As we approach Christmas, a traditionally family and love orientated holiday, a time of the year when we can get caught up worrying about what we might give to others, what could be better than to take a break from the sleigh bells and mistletoe to listen to an EP that is so beautifully crafted and vocalised, so emotionally invested that it really is the perfect gift to yourself. It’s a record that says:
“if it’s real, I’ll just wait for it, if its real, this could be our story. Everything we want will come true”
David D’Alessio has an interesting relationship with his art and he very much thinks of music as his muse, as a long term affair that he is still learning to understand and love. Like every relationship, it evolves, grows and shapes us. We change within the throes of something that heightens every emotion, every feeling. For David, music is just that. He says:
“music and I are in a long term relationship that I’m never gonna get out of and sometimes music abuses me and sometimes I abuse it. But we keep talking, working through it, learning to communicate. We have hard lines with each other like no violence, no lying, no cheating. But beyond that, I keep growing, discovering, expanding, listening to everything, even the stuff I don’t want to initially. I keep developing my sound because I keep listening, feeling and being open”
With this unashamed and unapologetic look at relationships in general and his marriage in particular, David has created something stunning. It’s his first release since the acoustic 2014 album ‘Some Girls’ which was released to critical acclaim and garnered comparisons like “the Jason Mraz of the southwest” and “the plaintive heights of Damien Rice”, but to confuse the crisp perfect vocals and the masterfully modern pop, folk, soul influenced production of this EP with other artists would be to make a grave mistake. The obvious care an attention given to every turn of the songs on this EP, including a haunting reworking of ‘Some Girls’ song ‘Throw Yourself in Front of It’, very much installs the enigmatic artist in a class of his own.
My personal favourite, and I think everyone will be drawn to one of these songs in particular for different reasons and probably at different times of their lives, is the quite stunningly intimate ‘Crazy Love’, a melancholic ode to leaving behind the madness of a relationship fuelled by superficiality and sex on the surface, but underneath a lament to saying goodbye and how moving on from something that has become comfortable is so difficult to end. That feeling in the pit of your stomach when you know something is dying but you don’t want to be the one to close the door.
Other songs on the EP find David ‘s infectious lyrics and melody in full swing and it’s a deliciously eclectic, genre defying collection that will become a permanent fixture on your playlist well before you’ve reached the end. It’s an EP that continues to cement the artist’s reputation as a multi-talented singer songwriter and certainly one I can’t wait to hear more from. It’s certainly a while since the debut album ‘Songs to Undress Your Ego’ back in 2007, but extensive touring and a continued and ongoing musical development just seems to improve the output of an artist that describes this new release as a “left turn” from his usual fare as he releases himself from being constrained by conformality and pre conceived ideas of genre or sonic commitment to step slightly away from his acoustic guitar and into something that feels fresh and new and yet firmly seated in the outstanding singer songwriter space he has always inhabited. This EP, that David says lets him “experiment and try on different coats” will not lose him any of his existing fans and audience but it will definitely add to that number because it never fails to deliver in quality, honesty and real emotion and those cornerstones of real musical storytelling are what David D’Alessio has always clung to.
Born in Hawaii, but raised in Arizona, the artist recorded this seven song EP during the pandemic after getting the idea for its title from a sign he saw whilst walking in Central Park that said “Keep This Far Apart”. The last three words of the sign made him start to think, they made him start to examine how we relate to the people in our lives, how those three words could be the mantra for how he feels about relationship’s and so he wrote what could be a love letter to his wife but could also be a love letter to every relationship and how they have shaped us.

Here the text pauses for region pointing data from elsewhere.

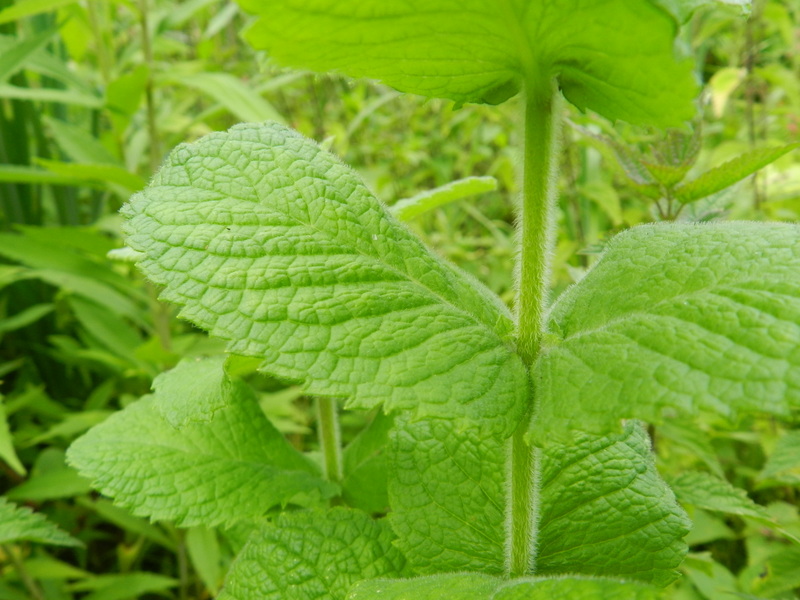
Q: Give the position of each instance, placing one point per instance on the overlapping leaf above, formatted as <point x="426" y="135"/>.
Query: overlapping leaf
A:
<point x="312" y="555"/>
<point x="270" y="242"/>
<point x="224" y="463"/>
<point x="477" y="51"/>
<point x="604" y="510"/>
<point x="18" y="523"/>
<point x="676" y="319"/>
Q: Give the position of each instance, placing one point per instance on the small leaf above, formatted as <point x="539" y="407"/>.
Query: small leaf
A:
<point x="475" y="586"/>
<point x="719" y="178"/>
<point x="706" y="491"/>
<point x="240" y="100"/>
<point x="366" y="467"/>
<point x="325" y="552"/>
<point x="225" y="463"/>
<point x="783" y="465"/>
<point x="676" y="319"/>
<point x="474" y="51"/>
<point x="271" y="243"/>
<point x="19" y="523"/>
<point x="407" y="209"/>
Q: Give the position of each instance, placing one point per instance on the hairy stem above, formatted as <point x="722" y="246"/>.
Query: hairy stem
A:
<point x="540" y="162"/>
<point x="329" y="438"/>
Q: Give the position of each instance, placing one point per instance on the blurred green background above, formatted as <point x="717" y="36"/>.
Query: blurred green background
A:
<point x="93" y="94"/>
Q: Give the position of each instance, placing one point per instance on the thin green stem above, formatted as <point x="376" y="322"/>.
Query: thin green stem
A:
<point x="152" y="127"/>
<point x="19" y="565"/>
<point x="537" y="222"/>
<point x="329" y="438"/>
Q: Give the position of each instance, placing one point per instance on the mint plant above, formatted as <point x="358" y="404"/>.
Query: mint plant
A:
<point x="516" y="464"/>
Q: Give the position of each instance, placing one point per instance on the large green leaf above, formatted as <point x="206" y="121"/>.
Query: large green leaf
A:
<point x="604" y="510"/>
<point x="220" y="462"/>
<point x="475" y="586"/>
<point x="271" y="243"/>
<point x="312" y="555"/>
<point x="18" y="523"/>
<point x="676" y="319"/>
<point x="478" y="51"/>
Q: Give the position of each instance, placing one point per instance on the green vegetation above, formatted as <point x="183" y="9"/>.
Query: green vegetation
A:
<point x="366" y="411"/>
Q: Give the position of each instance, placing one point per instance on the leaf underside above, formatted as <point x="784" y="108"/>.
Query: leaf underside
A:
<point x="477" y="51"/>
<point x="604" y="510"/>
<point x="312" y="555"/>
<point x="269" y="242"/>
<point x="676" y="319"/>
<point x="215" y="468"/>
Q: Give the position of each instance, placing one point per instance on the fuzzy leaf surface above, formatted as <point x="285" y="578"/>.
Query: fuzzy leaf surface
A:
<point x="604" y="509"/>
<point x="269" y="242"/>
<point x="231" y="466"/>
<point x="474" y="586"/>
<point x="312" y="555"/>
<point x="706" y="491"/>
<point x="676" y="319"/>
<point x="20" y="523"/>
<point x="477" y="51"/>
<point x="721" y="177"/>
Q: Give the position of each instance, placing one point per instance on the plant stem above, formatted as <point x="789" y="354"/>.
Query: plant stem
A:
<point x="537" y="222"/>
<point x="329" y="439"/>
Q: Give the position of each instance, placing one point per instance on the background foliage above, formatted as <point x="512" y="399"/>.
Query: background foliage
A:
<point x="92" y="96"/>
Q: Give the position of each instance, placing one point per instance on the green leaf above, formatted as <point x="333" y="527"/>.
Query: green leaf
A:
<point x="724" y="176"/>
<point x="218" y="464"/>
<point x="783" y="465"/>
<point x="704" y="490"/>
<point x="14" y="58"/>
<point x="675" y="319"/>
<point x="123" y="587"/>
<point x="475" y="51"/>
<point x="327" y="552"/>
<point x="366" y="467"/>
<point x="475" y="586"/>
<point x="604" y="510"/>
<point x="777" y="575"/>
<point x="242" y="101"/>
<point x="27" y="8"/>
<point x="446" y="493"/>
<point x="101" y="173"/>
<point x="407" y="209"/>
<point x="193" y="391"/>
<point x="270" y="242"/>
<point x="204" y="552"/>
<point x="19" y="523"/>
<point x="51" y="95"/>
<point x="25" y="317"/>
<point x="684" y="9"/>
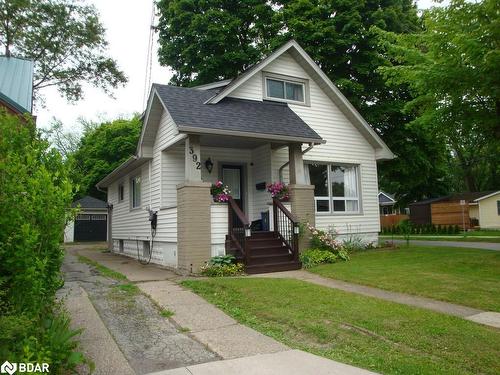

He says:
“even in the greatest of them, no matter how close you are to each other, there’s always this sort of longing between you, some mystery- like you know the person so well but don’t really know everything. You can support your significant other, but are not always each other’s only means of support”.
The music contained in David’s new release examines all aspects of relationships and moves effortlessly cross genre but always showcases the artist’s wonderful vocals and intimate lyrics. If you decide to buy yourself a gift this Christmas, why not make it this excellent EP, after all the relationship we all need to take care of is the one with ourselves.